Controversy involving the firm’s interpretation of its clinical trial data for OBI-822, which studied the investigational immunotherapy in patients with metastatic breast cancer, made local headlines, with management stating that the results still contain “meaningful scientific and clinical information” crucial for future product development, while the market believed that “no statistical significance” in the primary outcome of the study meant that the drug did not pass clinical trials.
OBI Pharma was once the most expensive stock in Taiwan’s biotech sector, while the firm worked in close collaboration with Academia Sinica and its backers included Taiwanese conglomerate Runtex Group. Within a week, OBI Pharma share prices fell 32.01 percent from NT$681, a loss of NT$37.22 billion (US$1.11 billion).
The Taipei Stock Exchange’s biotech index also dropped 9.52 percent for the week, as “bubble” talk returned to the market amid investors’ concerns that some high-flying biotech stocks might have risen to unjustifiable heights.

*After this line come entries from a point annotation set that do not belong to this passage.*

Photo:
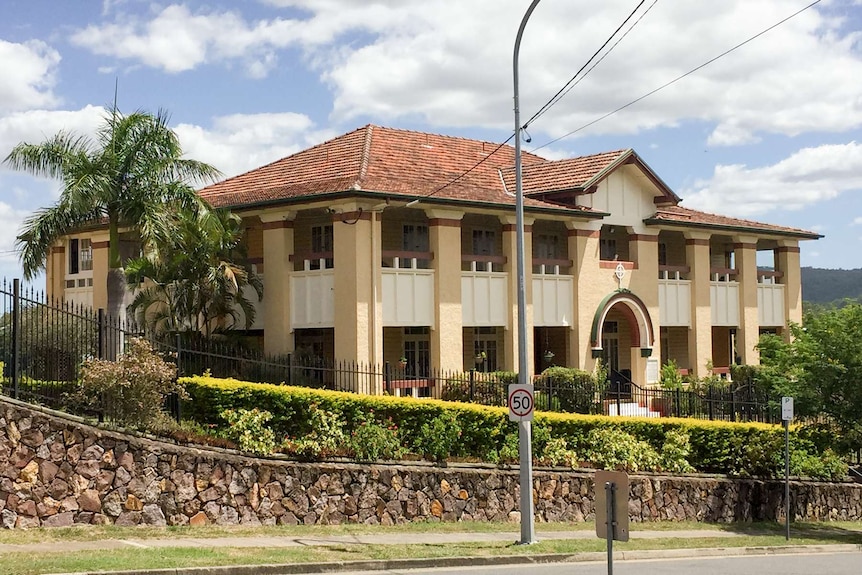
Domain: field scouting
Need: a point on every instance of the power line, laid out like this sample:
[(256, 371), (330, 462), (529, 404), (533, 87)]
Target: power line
[(680, 77), (568, 85), (552, 101)]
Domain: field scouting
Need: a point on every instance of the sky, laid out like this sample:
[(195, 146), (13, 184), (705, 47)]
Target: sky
[(771, 130)]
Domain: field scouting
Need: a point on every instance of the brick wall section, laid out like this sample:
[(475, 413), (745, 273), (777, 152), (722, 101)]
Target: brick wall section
[(58, 471)]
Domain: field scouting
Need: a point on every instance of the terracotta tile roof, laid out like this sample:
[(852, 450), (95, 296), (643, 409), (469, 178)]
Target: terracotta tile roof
[(384, 160), (685, 216), (568, 174)]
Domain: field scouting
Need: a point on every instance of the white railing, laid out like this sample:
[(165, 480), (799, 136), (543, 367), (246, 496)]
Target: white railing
[(553, 296), (724, 298), (312, 298), (408, 295), (674, 302), (770, 304)]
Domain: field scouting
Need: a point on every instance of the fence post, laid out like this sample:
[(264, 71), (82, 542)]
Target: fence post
[(387, 378), (16, 328)]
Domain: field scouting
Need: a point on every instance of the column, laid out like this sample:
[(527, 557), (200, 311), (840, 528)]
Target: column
[(510, 250), (591, 285), (700, 333), (358, 313), (55, 272), (100, 245), (748, 332), (278, 246), (643, 251), (447, 334), (788, 263)]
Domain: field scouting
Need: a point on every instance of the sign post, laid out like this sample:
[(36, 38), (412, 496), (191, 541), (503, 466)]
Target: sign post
[(786, 418), (612, 509), (521, 403)]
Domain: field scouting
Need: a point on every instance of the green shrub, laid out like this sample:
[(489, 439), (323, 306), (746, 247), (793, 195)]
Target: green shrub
[(439, 438), (571, 390), (248, 428), (615, 449), (326, 438), (130, 391), (675, 453), (486, 432), (371, 441)]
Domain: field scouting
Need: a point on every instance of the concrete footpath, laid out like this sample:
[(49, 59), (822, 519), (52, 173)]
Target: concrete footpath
[(404, 539)]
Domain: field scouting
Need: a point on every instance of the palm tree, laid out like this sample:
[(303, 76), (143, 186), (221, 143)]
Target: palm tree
[(132, 176), (195, 283)]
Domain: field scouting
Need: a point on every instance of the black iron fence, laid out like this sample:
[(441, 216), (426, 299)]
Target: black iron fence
[(43, 344)]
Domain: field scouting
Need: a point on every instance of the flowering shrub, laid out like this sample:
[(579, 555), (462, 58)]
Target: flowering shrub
[(371, 441), (248, 428), (131, 390)]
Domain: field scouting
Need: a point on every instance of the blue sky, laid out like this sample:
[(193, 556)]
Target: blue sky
[(772, 131)]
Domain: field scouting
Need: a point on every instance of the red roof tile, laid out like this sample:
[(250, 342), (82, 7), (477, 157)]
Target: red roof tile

For now, people are not sure whether the slump in OBI Pharma shares is a short-term phenomenon. They do not know if the rebound on Friday was supported by a company share buyback plan, or the entry of buyers who are willing to hold the stock with a long-term commitment. However, the slump was a reminder of the 20-day share plunge by daily limit in another drug company, Medigen Biotechnology Corp, in July 2014, after it revealed no positive results from an interim study of its liver cancer drug, PI-88.

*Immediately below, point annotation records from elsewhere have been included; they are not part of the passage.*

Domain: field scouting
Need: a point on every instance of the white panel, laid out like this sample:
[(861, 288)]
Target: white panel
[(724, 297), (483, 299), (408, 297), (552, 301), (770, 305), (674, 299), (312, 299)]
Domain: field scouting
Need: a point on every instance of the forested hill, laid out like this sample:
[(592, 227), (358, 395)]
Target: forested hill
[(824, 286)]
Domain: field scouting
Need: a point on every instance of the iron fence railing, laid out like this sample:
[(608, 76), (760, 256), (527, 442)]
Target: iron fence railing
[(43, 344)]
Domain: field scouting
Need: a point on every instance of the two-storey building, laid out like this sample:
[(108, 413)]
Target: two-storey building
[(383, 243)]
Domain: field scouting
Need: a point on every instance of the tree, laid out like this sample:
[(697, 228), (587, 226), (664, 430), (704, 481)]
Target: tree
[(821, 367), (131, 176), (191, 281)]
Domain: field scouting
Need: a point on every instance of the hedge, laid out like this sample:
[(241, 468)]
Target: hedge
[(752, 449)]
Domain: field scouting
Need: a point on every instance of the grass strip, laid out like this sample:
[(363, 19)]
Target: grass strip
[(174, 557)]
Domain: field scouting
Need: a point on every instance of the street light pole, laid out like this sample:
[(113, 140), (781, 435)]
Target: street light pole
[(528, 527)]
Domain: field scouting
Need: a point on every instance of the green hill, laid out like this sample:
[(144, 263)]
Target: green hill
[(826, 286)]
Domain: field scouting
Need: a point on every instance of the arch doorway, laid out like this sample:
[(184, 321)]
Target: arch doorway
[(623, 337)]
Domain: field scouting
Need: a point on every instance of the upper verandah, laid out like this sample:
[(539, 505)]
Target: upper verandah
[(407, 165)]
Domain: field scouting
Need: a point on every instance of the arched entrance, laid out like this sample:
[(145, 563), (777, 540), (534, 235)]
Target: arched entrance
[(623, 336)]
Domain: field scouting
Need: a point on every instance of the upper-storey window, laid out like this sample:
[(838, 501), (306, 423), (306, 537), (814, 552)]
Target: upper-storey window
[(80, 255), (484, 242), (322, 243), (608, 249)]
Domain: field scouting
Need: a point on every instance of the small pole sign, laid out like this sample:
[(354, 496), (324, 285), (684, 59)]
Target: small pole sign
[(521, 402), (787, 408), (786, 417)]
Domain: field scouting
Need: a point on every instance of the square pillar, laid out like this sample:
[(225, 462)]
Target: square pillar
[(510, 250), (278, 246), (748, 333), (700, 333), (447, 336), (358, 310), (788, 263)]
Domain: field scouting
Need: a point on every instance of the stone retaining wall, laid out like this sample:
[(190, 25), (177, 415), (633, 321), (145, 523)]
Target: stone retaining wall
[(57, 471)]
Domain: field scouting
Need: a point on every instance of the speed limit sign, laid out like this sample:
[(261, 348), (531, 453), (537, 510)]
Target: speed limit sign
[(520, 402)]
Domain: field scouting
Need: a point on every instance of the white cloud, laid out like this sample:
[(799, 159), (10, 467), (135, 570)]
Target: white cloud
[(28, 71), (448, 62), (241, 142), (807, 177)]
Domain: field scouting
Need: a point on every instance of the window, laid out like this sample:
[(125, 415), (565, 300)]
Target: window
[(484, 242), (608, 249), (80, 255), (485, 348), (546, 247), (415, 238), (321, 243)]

Biotech companies such as OBI Pharma and Medigen always run the risk that their promising new products might end up being complete failures, or take longer than expected to win regulatory approval. Therefore, for the sake of protecting investors, such firms are required by authorities to exercise disclosure practices and raise red flags when necessary. However, investors all over the world tend to be greedy, usually harbor unrealistic expectations about their investment targets and often ignore red flags if they are making money.
The repeated shock to Taiwanese biotech shares shows that there is still much to learn for both companies and investors. While investors might not necessarily be pessimistic about the sector’s prospects, given the quality of the nation’s medical research and high level of talent in the biotech industry, they should take a more realistic approach when assessing their investment targets, instead of dreaming.